The Unlikely Dilemmas Series
- May 29
- 3 min read

The Unlikely Dilemmas Series
Author: Jax Calder
Rating: B+
Vibe: Royal romance with a thriller chaser — swans, scandals, and Brits behaving badly
I've spent enough time on this blog championing the books that crack you open and leave you staring at the ceiling at 2 a.m. that I think I owe you the other half of my reading life: the books I reach for because they have no intention of doing that to me. The Unlikely Dilemmas series lives firmly in that second camp, and I mean that as a compliment. These are fun. And after a stretch of heavier reading, that turned out to be exactly what I wanted.

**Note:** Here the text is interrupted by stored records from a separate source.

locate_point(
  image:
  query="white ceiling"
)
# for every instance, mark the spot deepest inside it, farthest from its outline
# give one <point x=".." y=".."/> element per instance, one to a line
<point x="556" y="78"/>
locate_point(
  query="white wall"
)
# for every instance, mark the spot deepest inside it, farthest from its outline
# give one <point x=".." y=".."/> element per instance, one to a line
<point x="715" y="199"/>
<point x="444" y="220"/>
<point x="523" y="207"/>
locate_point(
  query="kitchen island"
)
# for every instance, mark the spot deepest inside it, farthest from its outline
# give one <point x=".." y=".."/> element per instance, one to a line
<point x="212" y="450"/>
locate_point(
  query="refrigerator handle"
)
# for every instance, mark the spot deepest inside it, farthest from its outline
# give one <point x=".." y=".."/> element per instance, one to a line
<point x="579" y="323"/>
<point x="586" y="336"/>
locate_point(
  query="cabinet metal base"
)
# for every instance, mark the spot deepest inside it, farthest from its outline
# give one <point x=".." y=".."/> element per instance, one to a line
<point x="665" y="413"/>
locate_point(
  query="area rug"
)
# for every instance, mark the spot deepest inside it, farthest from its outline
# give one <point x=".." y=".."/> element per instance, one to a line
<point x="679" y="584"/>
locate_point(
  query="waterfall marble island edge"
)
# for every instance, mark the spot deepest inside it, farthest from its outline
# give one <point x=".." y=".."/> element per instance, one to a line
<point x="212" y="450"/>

The setup, briefly. This is three loosely linked romances orbiting the same fictional British monarchy, each readable on its own. The Unlikely Heir drops an ordinary American — an insurance call-center guy from sunny California — into the line of succession and pairs him off with the prime minister while the whole country quietly riots at the idea of a Yank Prince Charming. The Unlikely Pair takes two MPs from opposite ends of the political spectrum, strands them in the wilderness, and has them fall for each other while staying alive long enough to be rescued. And The Unlikely Spare hands the party-boy younger prince an undercover bodyguard who's immune to his charm, then layers a suspense plot underneath the romance.
What I appreciated most is that Calder isn't content to let the romance do all the work. There's actual machinery here — succession crises, political brinkmanship, a survival plot, a mystery — and it keeps the pages turning in a way a lot of the genre doesn't bother with. The banter does a lot of heavy lifting too. The Heir's fish-out-of-water bewilderment is genuinely funny, the enemies-to-lovers sparring in Pair has real heat, and the chemistry generally crackles instead of just being asserted. These move.

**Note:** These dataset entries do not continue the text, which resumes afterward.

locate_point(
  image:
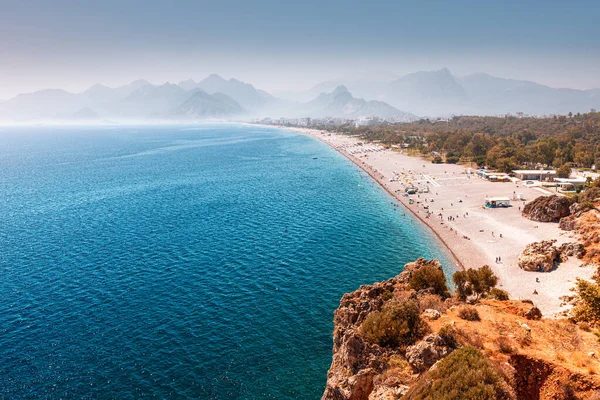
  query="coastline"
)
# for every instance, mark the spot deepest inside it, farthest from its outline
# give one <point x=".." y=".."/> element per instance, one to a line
<point x="473" y="235"/>
<point x="373" y="175"/>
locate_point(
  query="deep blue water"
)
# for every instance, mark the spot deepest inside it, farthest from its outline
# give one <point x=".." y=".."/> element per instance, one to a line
<point x="173" y="262"/>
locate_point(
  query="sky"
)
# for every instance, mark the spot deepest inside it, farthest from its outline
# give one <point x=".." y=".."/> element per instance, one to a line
<point x="292" y="45"/>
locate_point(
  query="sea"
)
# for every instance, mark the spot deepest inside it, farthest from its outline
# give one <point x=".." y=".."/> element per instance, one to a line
<point x="184" y="261"/>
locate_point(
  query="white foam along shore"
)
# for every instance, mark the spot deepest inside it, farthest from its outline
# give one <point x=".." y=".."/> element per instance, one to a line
<point x="475" y="235"/>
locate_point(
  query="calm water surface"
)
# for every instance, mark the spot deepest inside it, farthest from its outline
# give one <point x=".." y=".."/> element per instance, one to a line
<point x="183" y="262"/>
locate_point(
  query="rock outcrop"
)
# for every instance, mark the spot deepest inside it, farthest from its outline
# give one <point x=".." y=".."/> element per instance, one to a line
<point x="539" y="256"/>
<point x="355" y="362"/>
<point x="544" y="256"/>
<point x="586" y="224"/>
<point x="362" y="370"/>
<point x="547" y="208"/>
<point x="538" y="379"/>
<point x="427" y="352"/>
<point x="571" y="249"/>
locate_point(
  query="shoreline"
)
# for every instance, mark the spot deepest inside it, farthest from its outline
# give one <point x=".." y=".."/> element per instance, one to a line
<point x="480" y="236"/>
<point x="458" y="262"/>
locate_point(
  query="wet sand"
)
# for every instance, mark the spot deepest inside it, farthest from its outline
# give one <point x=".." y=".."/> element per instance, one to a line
<point x="491" y="233"/>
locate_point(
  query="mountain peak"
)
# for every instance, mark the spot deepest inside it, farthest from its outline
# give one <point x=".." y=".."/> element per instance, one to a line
<point x="214" y="78"/>
<point x="340" y="89"/>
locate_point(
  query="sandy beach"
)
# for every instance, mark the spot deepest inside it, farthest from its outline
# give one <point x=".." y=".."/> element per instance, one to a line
<point x="475" y="235"/>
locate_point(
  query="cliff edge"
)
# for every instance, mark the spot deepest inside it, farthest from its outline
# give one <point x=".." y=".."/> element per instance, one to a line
<point x="408" y="338"/>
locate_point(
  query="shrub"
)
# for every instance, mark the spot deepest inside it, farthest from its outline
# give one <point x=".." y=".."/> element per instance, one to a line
<point x="564" y="171"/>
<point x="525" y="338"/>
<point x="588" y="307"/>
<point x="468" y="313"/>
<point x="472" y="338"/>
<point x="429" y="277"/>
<point x="585" y="326"/>
<point x="476" y="282"/>
<point x="505" y="345"/>
<point x="398" y="324"/>
<point x="498" y="294"/>
<point x="432" y="301"/>
<point x="464" y="374"/>
<point x="449" y="334"/>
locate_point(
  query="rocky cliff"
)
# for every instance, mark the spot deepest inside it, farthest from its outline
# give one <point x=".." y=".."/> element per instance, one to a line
<point x="547" y="208"/>
<point x="526" y="356"/>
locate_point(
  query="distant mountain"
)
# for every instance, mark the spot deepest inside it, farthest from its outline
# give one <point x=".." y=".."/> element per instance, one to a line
<point x="425" y="93"/>
<point x="154" y="100"/>
<point x="85" y="113"/>
<point x="203" y="105"/>
<point x="440" y="93"/>
<point x="243" y="93"/>
<point x="341" y="104"/>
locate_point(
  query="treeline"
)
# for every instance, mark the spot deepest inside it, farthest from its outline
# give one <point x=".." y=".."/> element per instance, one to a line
<point x="504" y="143"/>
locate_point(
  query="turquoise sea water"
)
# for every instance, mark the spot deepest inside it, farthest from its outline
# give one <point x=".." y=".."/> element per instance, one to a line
<point x="183" y="262"/>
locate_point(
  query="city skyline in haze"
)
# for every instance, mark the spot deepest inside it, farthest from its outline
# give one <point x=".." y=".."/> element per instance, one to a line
<point x="275" y="46"/>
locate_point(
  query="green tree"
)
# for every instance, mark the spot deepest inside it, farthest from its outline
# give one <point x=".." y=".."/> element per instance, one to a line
<point x="477" y="282"/>
<point x="588" y="307"/>
<point x="429" y="277"/>
<point x="398" y="324"/>
<point x="564" y="171"/>
<point x="464" y="374"/>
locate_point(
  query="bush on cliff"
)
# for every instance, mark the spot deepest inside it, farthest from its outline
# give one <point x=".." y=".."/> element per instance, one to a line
<point x="464" y="374"/>
<point x="429" y="277"/>
<point x="398" y="324"/>
<point x="469" y="313"/>
<point x="477" y="282"/>
<point x="498" y="294"/>
<point x="588" y="305"/>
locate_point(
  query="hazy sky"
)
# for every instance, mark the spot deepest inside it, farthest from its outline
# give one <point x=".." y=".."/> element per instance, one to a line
<point x="282" y="44"/>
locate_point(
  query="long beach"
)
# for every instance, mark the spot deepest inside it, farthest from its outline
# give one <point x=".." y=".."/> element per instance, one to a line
<point x="475" y="235"/>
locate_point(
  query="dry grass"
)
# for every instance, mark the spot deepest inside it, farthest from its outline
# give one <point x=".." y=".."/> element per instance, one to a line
<point x="505" y="345"/>
<point x="501" y="332"/>
<point x="468" y="313"/>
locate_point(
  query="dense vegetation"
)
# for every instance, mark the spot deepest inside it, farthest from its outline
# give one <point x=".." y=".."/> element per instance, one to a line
<point x="431" y="278"/>
<point x="464" y="374"/>
<point x="498" y="142"/>
<point x="398" y="324"/>
<point x="588" y="307"/>
<point x="474" y="282"/>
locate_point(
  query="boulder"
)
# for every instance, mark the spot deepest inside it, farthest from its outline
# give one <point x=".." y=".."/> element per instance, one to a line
<point x="431" y="314"/>
<point x="388" y="393"/>
<point x="571" y="249"/>
<point x="547" y="208"/>
<point x="534" y="313"/>
<point x="539" y="256"/>
<point x="427" y="352"/>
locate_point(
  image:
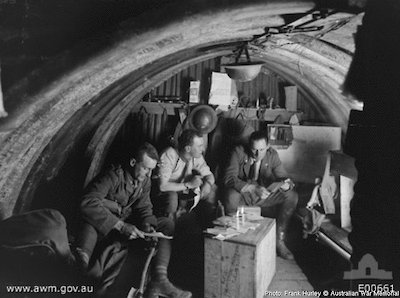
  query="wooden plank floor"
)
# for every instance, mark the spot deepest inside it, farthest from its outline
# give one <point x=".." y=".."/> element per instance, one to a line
<point x="288" y="279"/>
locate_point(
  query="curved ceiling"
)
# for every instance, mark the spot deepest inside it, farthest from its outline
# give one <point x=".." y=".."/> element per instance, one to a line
<point x="92" y="95"/>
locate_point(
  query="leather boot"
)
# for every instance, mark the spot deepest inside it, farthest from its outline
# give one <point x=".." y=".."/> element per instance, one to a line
<point x="281" y="248"/>
<point x="165" y="289"/>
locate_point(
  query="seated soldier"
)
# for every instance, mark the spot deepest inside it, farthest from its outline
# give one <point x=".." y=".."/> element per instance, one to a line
<point x="182" y="171"/>
<point x="250" y="171"/>
<point x="117" y="208"/>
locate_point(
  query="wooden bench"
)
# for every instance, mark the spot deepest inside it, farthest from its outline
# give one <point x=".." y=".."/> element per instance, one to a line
<point x="242" y="266"/>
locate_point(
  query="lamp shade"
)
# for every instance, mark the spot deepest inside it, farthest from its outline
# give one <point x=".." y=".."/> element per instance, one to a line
<point x="243" y="72"/>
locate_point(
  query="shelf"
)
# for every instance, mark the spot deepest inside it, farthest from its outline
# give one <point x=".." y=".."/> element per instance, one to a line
<point x="248" y="113"/>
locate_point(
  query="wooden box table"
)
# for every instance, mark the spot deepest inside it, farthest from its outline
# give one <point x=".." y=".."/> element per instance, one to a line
<point x="242" y="266"/>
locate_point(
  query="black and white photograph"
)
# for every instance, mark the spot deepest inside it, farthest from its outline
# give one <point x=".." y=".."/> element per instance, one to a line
<point x="199" y="148"/>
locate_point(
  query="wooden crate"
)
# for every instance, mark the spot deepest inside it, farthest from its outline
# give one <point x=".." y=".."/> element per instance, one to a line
<point x="242" y="266"/>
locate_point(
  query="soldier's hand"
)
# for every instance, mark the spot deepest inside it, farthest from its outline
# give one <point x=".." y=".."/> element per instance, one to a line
<point x="205" y="189"/>
<point x="131" y="231"/>
<point x="262" y="192"/>
<point x="148" y="228"/>
<point x="195" y="182"/>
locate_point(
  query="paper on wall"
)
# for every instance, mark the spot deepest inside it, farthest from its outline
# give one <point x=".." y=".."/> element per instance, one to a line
<point x="223" y="90"/>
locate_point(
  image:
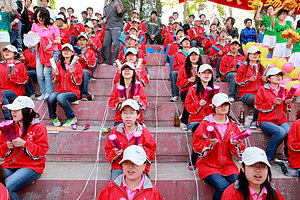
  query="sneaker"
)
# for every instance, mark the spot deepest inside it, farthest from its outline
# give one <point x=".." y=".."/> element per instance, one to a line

Does the whole thing stretch credibility? Constantly. An insurance rep ascending to the throne, a couple of politicians outrunning armed terrorists, the sheer convenience with which various plots resolve — none of it survives a hard squint. But here's the thing: the books aren't asking you to squint. They know exactly what they are, they commit to the bit, and they move fast enough that you're three chapters past the eye-roll before you can register it. If you need your romance grounded in something resembling consequence, this isn't your series. If you can meet a book on its own terms, it's a delight.
A couple of honest caveats. The Unlikely Spare runs long — north of 400 pages — and you feel it; it could've moved with more of the snap the first two have. It also leans into some commentary about the British Empire's history that landed fine with me but struck a few readers as preachy, so consider yourself warned depending on your tolerance for that. And as always: taste is taste. What reads as charming abandon to me might read as too silly to you.
So: a solid B+. Not the kind of book that'll haunt you, and not trying to be. But smartly plotted, genuinely funny, and a lot more enjoyable than it has any business being. Worth your time — especially the kind of time you'd otherwise spend doomscrolling.